В других балетах Дягилева я стала свидетельницей успеха Бориса. Он показал себя блистательным исполнителем, в особенности в балетах «Дафнис и Хлоя» и «Карнавал», и, хоть и недотягивал до гения Нижинского, стяжал немало похвал на газетных полосах. Успех Бориса в прессе вселил в меня уверенность, что доброе будущее ждет нас обоих. Если уж признаться, я предпочитаю солидность головокружительному успеху. Я укрепилась в этом своем мнении, когда на следующий год – а именно 29 мая 1912 г. – побывала на премьере спектакля «Послеполуденный отдых фавна», поставленного Михаилом Фокиным на музыку Дебюсси. Экстравагантные гримасы и прыжки Нижинского шокировали меня каким-то своим звериным началом. Они так хорошо передавали животные импульсы персонажа, что в моих глазах бесчестило само призвание танца – вечное выражение чистоты и гармонии. Когда же, по завершении номера, фавн сладострастно улегся на животе и поцеловал землю своими искаженными устами, я почувствовала, что Мариус Петипа, наверное, ворочается в гробу. Несколько свистков и шиканий, смешавшихся с овациями публики, послужили мне указанием на то, что не одна я сожалела об этой склонности новаторов к вульгарности.

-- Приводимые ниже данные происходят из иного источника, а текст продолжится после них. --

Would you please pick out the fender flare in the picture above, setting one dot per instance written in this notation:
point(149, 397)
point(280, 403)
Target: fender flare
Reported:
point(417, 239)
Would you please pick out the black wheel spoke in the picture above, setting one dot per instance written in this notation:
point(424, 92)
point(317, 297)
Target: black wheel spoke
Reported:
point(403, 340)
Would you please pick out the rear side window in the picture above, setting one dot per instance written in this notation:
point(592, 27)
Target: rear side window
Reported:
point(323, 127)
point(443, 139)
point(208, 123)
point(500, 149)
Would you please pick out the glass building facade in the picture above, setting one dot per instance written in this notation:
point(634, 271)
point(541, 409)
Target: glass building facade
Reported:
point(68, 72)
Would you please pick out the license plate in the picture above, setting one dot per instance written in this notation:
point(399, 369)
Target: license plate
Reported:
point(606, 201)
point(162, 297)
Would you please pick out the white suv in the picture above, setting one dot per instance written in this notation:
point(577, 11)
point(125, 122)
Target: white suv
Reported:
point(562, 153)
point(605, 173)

Впрочем, это был отнюдь не первый случай, когда исключительный танцовщик опускался до неприличности… В минувшем году, когда труппа Дягилева гастролировала в Санкт-Петербурге, Нижинский должен был танцевать в спектакле «Жизель». Он отказался надеть кальсоны под сценический костюм, который создал ему Александр Бенуа, и под легкой тканью мужское достоинство танцовщика вырисовалось во всей откровенности. Присутствовавшая на спектакле императорская фамилия была до крайности возмущена этим выражением дурного вкуса в последней степени. Кузен императора, Вел. кн. Сергей Михайлович потребовал наложить на виновника солидный штраф. По совету Дягилева Нижинский ответил тем, что предложил отставку, что повлекло за собою возвращение труппы в Париж. И вот здесь, во Франции, он позволяет себе провокационные выходки, подобные тем, что не сошли ему с рук в России. В тот же вечер, возвратившись из театра, я поведала Борису об этом «бесстыдном фавне», но тот принялся разъяснять мне, как я была неправа… По его мнению, Нижинский сделал существенный шаг в искусстве танца, очистив его от всяческих жеманств академизма. Борис от чистого cердца назвал этот вызов «пришествием полной искренности в область эстетики». Мы долго и пламенно обсуждали сей сюжет, прежде чем завалились спать в объятиях друг друга. Кстати, я уже склонилась к тому, чтобы уступить Борису в том деликатном вопросе, который доселе почитала кардинальным. Наше телесное согласие так наполняло меня счастьем, что я порою задавала ceбе вопрос: не обеднила ли я свою жизнь тем, что так долго запрещала себе утехи и муки любви, всецело предаваясь терзаниям и наслаждениям хореографии? Не отвергала ли я самое существенное в своем предназначении быть женщиной, предпочтя суровую гимнастику у балетного станка сладострастным упражнениям на греховном ли, брачном ли ложе? Не променяла ли я истину на фальшь, накладывая на кожу ветхие краски сценического грима вместо того, чтобы ощущать ее жаркой наготою тепло близкого человека? Я уже почти сожалела о том времени, когда у меня ныли пальцы ног, стиснутые пуантами, когда по мышцам моим, утомленным работой у палки, как молнии, пробегали приступы стреляющей боли, когда, отрабатывая упражнения посредине студии, я вкрадчиво напоминала себе, что стою душою и телом на службе искусства, которое заслуживает любых жертв. Как мне казалось, авангардистские измышления какого-нибудь Фокина или Нижинского рисковали лишить танец обязательной привычки к страданию, самоотречению и достоинству.